With Avecto Privilege Guard, system administrators do not have to be granted local administrative rights over a server. Instead these rights can be assigned dynamically to the applications that each administrator is authorized to run, in order to perform their role. This enables system administrators to log on with standard user rights, avoiding inadvertent server changes through the use of privileged accounts.

Where it is not possible to restrict a system administrator’s server access to a well-defined set of applications, Privilege Guard may be configured to provide the administrator with an “on demand” elevation facility. This enables the administrator to log on to the server with standard user rights, but elevate applications, as required. In addition, inappropriate applications may be excluded from this facility and a full audit trail ensures that this privilege is not abused, either deliberately or accidently.

In addition to the security and operational benefits of implementing least privilege, Privilege Guard can provide detailed audit trails, which can help to meet external or internal compliance regulations.

Privilege Guard raises individual events to identify any application that has be run with elevated rights, giving a complete audit trail of all privileged applications run by your systems administrators. If more detailed information is required then Privilege Guard may be configured to log the full details of all privileged operations by applications, including access to the file system, registry and system services. These detailed application forensics may be used to pinpoint inappropriate privileged activity or simply provide more in-depth audit logs to meet compliance initiatives.

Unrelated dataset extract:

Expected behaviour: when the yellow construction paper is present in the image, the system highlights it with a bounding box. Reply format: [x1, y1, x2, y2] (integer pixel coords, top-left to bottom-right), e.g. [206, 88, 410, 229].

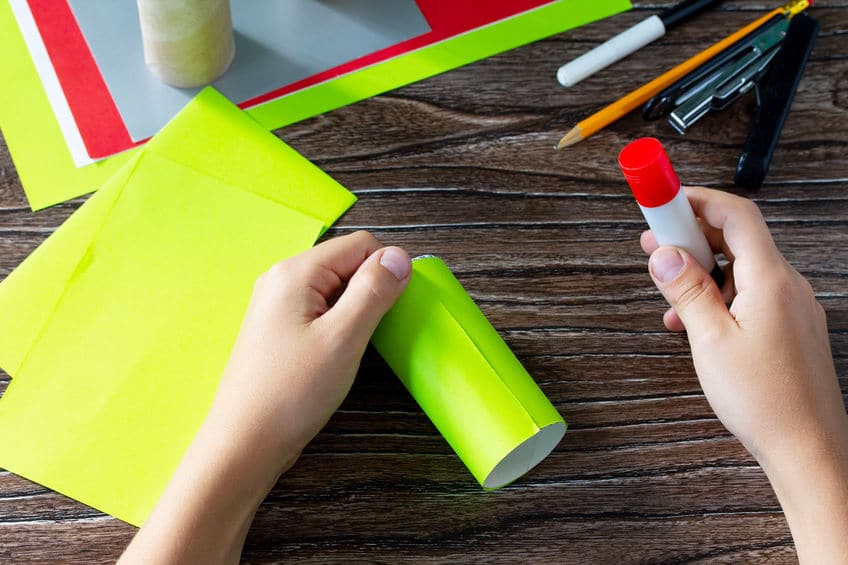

Although logging on to servers with privileged accounts carries obvious security concerns, it is the operational risks that can be more costly. The greater the number of privileged accounts, the greater the likelihood that one of these accounts will be used to perform an unauthorized modification to a server’s configuration, which could result in operational problems, including downtime, depending on the nature of the change.

Privilege Guard ensures that the likelihood of unauthorized or unwanted changes to a server are minimized by only giving each administrator privileged access to the applications and tasks required to perform their role. This least privileged approach is just as important on servers, as it is on desktops, and given the critical role of many servers, the benefits can be even greater.